Crypto protocols are experiencing a surge in bogus bug bounty submissions due to increased use of AI, complicating efforts to identify genuine threats. Bug bounties reward ethical hackers for reporting vulnerabilities and are widely used in the crypto industry. While AI can efficiently scan large codebases for bugs, it also tends to generate inaccurate submissions. Barry Plunkett, co-CEO of Cosmos Labs, reported a 900% increase in bug bounty submissions, averaging between 20 and 50 per day. He noted that this uptick has resulted in a significant rise in both valid and invalid reports. "AI is changing the way that bug bounty programs must operate," Plunkett stated in response to concerns raised by a bug bounty hunter. Daniel Stenberg, creator of the open-source tool curl, announced in January the termination of his bug bounty program due to overwhelming quantities of "AI slop in vulnerability reports." Stenberg expressed frustration with the amount of time spent sifting through inauthentic submissions.
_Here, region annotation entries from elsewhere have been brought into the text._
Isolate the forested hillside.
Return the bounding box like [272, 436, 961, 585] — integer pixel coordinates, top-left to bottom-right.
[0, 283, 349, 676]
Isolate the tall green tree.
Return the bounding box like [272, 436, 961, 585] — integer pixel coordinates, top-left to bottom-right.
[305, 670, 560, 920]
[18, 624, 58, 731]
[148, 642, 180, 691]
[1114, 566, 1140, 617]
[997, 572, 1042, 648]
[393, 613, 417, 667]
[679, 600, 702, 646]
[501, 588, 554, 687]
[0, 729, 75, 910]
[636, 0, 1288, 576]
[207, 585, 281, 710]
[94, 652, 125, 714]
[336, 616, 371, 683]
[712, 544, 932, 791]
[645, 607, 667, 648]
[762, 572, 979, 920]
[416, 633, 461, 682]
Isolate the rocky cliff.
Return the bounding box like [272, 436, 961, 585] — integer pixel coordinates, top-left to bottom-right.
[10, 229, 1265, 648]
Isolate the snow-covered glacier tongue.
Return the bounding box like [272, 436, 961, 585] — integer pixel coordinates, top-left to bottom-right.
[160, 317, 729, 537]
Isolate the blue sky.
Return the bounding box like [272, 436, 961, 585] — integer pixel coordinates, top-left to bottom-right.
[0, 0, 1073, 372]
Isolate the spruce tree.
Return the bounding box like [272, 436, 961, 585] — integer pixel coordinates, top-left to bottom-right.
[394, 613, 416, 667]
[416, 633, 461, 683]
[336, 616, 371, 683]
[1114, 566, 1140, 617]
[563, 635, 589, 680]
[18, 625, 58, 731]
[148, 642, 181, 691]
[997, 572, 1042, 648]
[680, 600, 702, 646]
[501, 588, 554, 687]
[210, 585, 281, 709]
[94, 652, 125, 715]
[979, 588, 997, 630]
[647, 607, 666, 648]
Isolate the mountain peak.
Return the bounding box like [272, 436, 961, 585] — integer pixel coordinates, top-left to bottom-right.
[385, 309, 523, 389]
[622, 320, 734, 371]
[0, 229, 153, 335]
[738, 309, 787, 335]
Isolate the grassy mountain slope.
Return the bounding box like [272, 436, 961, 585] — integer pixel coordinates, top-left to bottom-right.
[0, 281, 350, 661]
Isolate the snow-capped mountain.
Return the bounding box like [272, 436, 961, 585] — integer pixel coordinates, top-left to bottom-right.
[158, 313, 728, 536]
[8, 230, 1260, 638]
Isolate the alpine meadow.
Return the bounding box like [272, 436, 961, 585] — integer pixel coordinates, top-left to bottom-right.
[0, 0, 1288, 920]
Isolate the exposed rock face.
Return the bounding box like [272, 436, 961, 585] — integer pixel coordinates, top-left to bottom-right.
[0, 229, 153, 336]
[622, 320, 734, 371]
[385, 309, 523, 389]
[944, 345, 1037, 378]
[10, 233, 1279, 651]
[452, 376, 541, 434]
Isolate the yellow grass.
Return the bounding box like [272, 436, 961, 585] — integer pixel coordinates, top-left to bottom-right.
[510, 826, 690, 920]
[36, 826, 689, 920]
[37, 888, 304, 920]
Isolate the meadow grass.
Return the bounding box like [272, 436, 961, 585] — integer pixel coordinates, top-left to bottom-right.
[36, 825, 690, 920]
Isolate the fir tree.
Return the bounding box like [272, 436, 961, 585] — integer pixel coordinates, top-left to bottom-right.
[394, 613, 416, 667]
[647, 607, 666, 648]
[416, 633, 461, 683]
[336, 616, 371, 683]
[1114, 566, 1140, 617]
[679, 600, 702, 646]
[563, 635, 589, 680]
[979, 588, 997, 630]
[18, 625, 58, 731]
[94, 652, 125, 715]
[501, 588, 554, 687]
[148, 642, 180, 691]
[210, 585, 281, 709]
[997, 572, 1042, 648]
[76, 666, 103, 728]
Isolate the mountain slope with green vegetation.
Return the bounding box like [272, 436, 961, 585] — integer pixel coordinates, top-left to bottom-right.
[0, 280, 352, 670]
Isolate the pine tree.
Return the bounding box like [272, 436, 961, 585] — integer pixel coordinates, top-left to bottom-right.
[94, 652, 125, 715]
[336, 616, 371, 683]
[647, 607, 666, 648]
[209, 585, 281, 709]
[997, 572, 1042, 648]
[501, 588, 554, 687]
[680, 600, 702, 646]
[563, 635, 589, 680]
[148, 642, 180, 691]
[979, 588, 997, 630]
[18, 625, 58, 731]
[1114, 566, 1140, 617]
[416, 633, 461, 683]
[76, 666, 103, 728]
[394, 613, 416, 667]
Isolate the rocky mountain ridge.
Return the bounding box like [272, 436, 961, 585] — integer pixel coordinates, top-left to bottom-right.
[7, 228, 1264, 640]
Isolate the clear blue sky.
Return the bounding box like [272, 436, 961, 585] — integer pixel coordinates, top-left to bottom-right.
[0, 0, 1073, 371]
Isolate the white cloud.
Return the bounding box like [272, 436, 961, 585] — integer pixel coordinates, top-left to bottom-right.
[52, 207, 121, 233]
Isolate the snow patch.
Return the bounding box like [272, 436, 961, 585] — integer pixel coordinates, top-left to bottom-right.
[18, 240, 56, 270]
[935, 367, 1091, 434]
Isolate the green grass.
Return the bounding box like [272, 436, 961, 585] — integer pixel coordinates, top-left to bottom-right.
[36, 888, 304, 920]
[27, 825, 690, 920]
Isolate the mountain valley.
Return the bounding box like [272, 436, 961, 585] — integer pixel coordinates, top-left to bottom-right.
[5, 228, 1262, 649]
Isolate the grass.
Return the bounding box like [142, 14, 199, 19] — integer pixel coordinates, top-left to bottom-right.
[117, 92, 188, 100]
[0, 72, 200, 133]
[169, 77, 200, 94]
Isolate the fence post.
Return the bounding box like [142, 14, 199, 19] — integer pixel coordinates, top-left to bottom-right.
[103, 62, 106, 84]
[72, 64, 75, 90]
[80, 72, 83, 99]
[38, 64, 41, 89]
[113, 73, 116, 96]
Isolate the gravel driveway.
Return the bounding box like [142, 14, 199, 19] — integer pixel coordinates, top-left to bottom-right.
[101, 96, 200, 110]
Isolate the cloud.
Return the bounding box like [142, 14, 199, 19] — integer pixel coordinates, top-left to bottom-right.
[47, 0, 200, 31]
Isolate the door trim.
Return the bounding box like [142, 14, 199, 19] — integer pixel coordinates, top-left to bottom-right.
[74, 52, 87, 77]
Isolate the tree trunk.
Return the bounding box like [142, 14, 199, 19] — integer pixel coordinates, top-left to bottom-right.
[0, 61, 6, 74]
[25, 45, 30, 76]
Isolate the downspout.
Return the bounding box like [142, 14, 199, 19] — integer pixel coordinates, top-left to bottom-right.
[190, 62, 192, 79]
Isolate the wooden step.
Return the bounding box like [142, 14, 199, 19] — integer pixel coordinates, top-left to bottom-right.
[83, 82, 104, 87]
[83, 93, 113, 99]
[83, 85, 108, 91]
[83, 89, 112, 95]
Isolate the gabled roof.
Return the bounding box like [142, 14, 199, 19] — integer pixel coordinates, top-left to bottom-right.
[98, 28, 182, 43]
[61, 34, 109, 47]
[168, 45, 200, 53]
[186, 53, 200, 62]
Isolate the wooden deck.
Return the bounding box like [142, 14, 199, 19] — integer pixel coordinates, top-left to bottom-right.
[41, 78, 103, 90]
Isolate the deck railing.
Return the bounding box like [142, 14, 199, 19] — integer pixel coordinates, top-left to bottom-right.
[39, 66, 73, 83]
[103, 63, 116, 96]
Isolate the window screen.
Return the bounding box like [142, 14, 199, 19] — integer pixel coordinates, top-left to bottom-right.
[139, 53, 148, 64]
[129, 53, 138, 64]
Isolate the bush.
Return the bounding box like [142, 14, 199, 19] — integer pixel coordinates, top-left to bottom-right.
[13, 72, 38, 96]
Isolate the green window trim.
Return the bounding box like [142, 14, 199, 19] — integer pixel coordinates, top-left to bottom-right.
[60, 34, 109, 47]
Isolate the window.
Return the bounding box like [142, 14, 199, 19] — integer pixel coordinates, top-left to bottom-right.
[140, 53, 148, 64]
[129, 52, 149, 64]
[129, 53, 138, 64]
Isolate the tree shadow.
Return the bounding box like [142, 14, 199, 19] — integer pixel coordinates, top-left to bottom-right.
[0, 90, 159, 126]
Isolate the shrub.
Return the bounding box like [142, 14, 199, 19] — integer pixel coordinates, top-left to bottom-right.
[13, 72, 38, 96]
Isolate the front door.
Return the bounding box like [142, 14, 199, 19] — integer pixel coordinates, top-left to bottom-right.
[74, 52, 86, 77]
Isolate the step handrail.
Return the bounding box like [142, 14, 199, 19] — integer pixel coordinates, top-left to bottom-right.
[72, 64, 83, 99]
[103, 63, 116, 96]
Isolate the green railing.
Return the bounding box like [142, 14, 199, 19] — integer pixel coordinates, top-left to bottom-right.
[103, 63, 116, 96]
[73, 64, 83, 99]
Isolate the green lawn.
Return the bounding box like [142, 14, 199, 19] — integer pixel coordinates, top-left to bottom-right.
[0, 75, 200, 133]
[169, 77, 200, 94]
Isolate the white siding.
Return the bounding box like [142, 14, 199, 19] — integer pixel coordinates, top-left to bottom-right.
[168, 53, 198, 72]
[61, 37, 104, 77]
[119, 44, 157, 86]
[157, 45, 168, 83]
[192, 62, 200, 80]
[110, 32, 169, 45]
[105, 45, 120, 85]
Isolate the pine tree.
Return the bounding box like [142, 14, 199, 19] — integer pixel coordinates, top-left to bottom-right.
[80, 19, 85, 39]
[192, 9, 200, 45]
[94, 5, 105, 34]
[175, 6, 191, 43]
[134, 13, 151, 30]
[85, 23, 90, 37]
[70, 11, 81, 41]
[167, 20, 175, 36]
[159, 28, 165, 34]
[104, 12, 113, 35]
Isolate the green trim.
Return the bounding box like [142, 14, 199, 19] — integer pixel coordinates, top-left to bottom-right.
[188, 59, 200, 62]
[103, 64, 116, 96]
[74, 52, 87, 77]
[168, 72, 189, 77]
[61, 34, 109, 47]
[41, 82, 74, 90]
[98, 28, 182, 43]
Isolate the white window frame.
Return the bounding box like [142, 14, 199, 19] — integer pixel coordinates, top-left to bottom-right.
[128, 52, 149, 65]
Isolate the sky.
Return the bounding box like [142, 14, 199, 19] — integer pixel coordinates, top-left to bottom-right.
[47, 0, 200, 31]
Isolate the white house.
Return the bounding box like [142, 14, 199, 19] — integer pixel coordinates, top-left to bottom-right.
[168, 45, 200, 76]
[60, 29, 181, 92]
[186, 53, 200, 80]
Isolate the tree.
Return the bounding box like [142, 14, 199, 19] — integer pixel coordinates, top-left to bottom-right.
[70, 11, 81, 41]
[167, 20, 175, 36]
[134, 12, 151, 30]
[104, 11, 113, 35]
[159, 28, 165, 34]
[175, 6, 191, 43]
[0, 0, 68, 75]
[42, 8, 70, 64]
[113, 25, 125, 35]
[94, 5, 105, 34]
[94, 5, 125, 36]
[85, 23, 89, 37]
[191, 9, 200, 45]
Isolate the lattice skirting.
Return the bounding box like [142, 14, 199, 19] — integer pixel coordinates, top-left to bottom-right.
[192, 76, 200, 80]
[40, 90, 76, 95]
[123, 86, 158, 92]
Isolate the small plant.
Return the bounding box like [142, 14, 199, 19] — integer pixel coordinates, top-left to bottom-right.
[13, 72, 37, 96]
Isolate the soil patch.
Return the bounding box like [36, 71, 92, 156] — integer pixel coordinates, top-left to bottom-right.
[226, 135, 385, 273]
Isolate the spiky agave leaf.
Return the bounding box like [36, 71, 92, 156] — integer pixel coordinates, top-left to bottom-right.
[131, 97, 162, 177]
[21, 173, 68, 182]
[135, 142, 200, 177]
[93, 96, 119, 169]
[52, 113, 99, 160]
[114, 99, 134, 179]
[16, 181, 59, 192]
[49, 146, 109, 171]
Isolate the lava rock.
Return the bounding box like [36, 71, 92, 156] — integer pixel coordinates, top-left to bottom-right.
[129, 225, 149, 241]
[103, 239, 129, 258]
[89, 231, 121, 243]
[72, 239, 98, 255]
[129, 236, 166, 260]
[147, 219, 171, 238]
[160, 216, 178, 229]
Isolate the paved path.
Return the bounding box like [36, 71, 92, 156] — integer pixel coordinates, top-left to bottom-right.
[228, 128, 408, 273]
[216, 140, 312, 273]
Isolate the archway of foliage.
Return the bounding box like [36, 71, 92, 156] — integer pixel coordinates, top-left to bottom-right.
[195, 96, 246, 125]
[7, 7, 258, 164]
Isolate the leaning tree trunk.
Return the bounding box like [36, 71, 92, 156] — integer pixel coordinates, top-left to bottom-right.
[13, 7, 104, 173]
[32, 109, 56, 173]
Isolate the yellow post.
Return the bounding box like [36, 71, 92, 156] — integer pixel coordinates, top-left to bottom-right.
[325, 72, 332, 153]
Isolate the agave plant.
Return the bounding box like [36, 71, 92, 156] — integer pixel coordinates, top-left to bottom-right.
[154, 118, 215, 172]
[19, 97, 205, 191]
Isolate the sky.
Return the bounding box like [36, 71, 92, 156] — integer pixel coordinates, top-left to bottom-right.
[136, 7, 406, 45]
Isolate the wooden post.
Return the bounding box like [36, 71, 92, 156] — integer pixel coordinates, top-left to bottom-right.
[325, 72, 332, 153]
HackerOne, a leading bug bounty platform, reported that there were 85,000 valid report submissions in 2025, a 7% increase compared to the previous year. This growth highlights the ongoing challenges faced by teams in managing bug bounty programs amid an increasing volume of submissions. In response, Cosmos Labs is modifying its approach by tightening submission scoring and prioritizing submissions from trusted researchers. Plunkett emphasized the need for collaboration with other providers to enhance submission triage processes.